Facebook: Barbara Bilgoni

Instagram barbarabilgoni

Mail: [email protected]

https: www.barbara-bilgoni.at

Umschlag: tredition GmbH, Barbara Bilgoni, canva

Korrektorat: Carolin Kretzinger

Druck und Distribution im Auftrag des Autors/der Autorin:

tredition GmbH, Halenreie 40-44, 22359 Hamburg, Deutschland

ISBN

Paperback:

978-3-347-65720-5

Hardcover:

978-3-347-65721-2

e-Book :

978-3-347-65722-9

Großschrift:

978-3-347-65723-6

Das Werk, einschließlich seiner Teile, ist urheberrechtlich geschützt. Für die Inhalte ist der Autor/die Autorin verantwortlich. Jede Verwertung ist ohne seine/ihre Zustimmung unzulässig. Die Publikation und Verbreitung erfolgen im Auftrag des Autors/der Autorin, zu erreichen unter: tredition GmbH, Abteilung "Impressumservice", Halenreie 40-44, 22359 Hamburg, Deutschland.

Die Personen und die Handlung des Buches sind frei erfunden. Etwaige Ähnlichkeiten mit tatsächlichen Begebenheiten oder lebenden oder verstorbenen Personen wären rein zufällig.

Vorwort

Die illustre Mädelsgruppe um Angie, das Spät-Hippiemädchen, hat sich in einer Wohngemeinschaft am Wiener Opernring zusammengefunden. Nach einigen Anfangsschwierigkeiten klappte das Zusammenleben schließlich ganz gut. Gemeinsam wurden die bizarrsten Abenteuer gemeistert, darunter eine kleine Spionageaffäre, ein fieser Mordverdacht, menschliche Dramen um Yvonne und Claudia, auf die Angie als Teilzeit-Leihoma zu achten hatte. Mel und Ria fanden ihr Glück, Angie ihren Kumpan aus längst vergangenen Tagen. Eine Nobelimmobilie wurde verkauft und wieder zurückerstanden. Inga, das sauertöpfische Wesen aus besserem Haus, erfuhr wohl die gravierendste Wandlung und wurde von der Kinder- und Tierverweigerin zur Katzenbesitzerin und Patentante.
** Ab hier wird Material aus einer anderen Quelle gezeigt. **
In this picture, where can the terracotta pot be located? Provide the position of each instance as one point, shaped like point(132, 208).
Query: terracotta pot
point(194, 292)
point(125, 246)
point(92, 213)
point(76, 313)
Nun geht es endlich weiter. Und wie immer ziemlich turbulent!

Viel Spaß beim Lesen!

Ingas Reise

Summer of Love

Montagmorgen, fünf Uhr früh: Inga hatte sich aus ihrem Kasten ihr farbenprächtigstes Baumwollkleid im Batiklook1 herausgepickt. Leider musste sie einen Mantel überziehen, denn es war erst Februar und daher in Wien noch immer empfindlich kalt.

Drei Koffer waren gepackt. Mit mehr Gepäck wollte sie sich auf ihrem Flug nicht belasten. Ohnehin hatte sie ihre alten Chanel-Kostüme und Seidenkleider alle weggegeben. Die passten nun nicht mehr. In ihrem einst ziemlich blaustrümpfigen und sauertöpfischen Wesen hatte sich eine totale Wandlung vollzogen. Das Jahr in der WG mit ihren Mitbewohnerinnen hatte ihr einen Weg für ihr weiteres Leben aufgezeigt, an den sie früher niemals zu denken gewagt hatte. Nicht nur war ihre Nachfolgerin in Ex-Ehemann Georg Breitners Damenriege, Moni, eine ziemlich gute Freundin geworden. Sie hatte Ria auch Othello, den rabenschwarzen Kater, abgeschwatzt. Nein. So stimmte das auch nicht ganz! Eigentlich hatte das Tier sie freimütig zum neuen Frauchen erkoren. Ja, so war das, um bei der Wahrheit zu bleiben.

Außerdem hatte sie, die Kinder gar nicht mochte, weil die laut, schmutzig und unbequem waren, einem kleinen krebskranken Mädchen, Claudia, in letzter Minute mit einer Knochenmarkspende das Leben gerettet. Nun, zwar nicht ganz freiwillig, aber immerhin. Angie hatte da gehörig ihre Hand im Spiel gehabt. Der Effekt war für die Kleine aber Gott sei Dank der gleiche. Und dazu bekam Claudia in Inga auch noch eine sehr betuchte Patentante, ihre Mama einen neuen Job und beide eine tolle neue Wohnung.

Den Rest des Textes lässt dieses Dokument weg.